I shall do some work on discovering whether the KNIME KM plots are the same as other statistical software too.
While writing nodes sounds like a good challenge, I know that at present it is an insurmountable challenge as the time for the learning curve is not present yet.
The Rules Engine work was very useful. What end of line character can you use in Rules Engine to shorten lines for easier review?
$ICD10$ LIKE "C00-C14" OR $ICD10$ LIKE "C30-32" => "head and neck cancer"

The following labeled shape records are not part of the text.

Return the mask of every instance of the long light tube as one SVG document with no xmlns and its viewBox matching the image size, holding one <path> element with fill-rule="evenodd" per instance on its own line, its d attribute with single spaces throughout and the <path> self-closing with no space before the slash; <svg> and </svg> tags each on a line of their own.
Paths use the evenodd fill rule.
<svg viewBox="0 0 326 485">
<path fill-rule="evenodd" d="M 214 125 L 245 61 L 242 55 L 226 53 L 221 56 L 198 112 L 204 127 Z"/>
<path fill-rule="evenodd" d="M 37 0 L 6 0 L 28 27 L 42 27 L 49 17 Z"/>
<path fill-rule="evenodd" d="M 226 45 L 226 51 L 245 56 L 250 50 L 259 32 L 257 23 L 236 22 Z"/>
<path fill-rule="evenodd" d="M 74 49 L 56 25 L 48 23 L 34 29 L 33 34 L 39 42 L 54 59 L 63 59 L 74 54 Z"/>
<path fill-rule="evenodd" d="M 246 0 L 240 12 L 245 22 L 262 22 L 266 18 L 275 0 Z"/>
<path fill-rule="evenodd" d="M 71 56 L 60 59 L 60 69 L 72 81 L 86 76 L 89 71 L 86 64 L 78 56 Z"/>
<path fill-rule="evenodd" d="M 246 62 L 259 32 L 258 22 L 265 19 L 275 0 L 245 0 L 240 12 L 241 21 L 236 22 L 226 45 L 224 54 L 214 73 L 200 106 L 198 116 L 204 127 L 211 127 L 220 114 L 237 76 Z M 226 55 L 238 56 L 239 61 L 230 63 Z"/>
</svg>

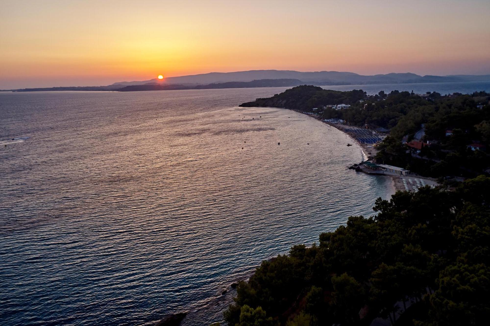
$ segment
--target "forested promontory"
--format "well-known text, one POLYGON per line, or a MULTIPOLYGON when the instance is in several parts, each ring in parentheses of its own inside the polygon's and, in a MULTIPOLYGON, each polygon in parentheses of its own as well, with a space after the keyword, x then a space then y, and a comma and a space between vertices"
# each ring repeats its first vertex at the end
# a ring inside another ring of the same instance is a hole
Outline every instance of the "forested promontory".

is not the reality! It is actually:
$ICD10$ LIKE "C00*" OR $ICD10$ LIKE "C01*" OR $ICD10$ LIKE "C02*" OR $ICD10$ LIKE "C03*" .... $ICD10$ LIKE "C31*" OR $ICD10$ LIKE "C32*" => "head and neck cancer"
So it turns out to be a very long ‘sentence’ with 17 definitions that runs far off the window.
Getting a line break in the view of a node configuration window goes deep, deep into the weeds, therefore here again a workaround please open the interactive view of the component and give it a go (and of course fine-tune and adapt it as needed, I didn’t exactly polish or thoroughly test it):
Kaplan_Meier_AAM2.knwf (95.4 KB)
Please note that it includes automatic re-execution of the widget nodes, which requires a reasonably new KNIME version.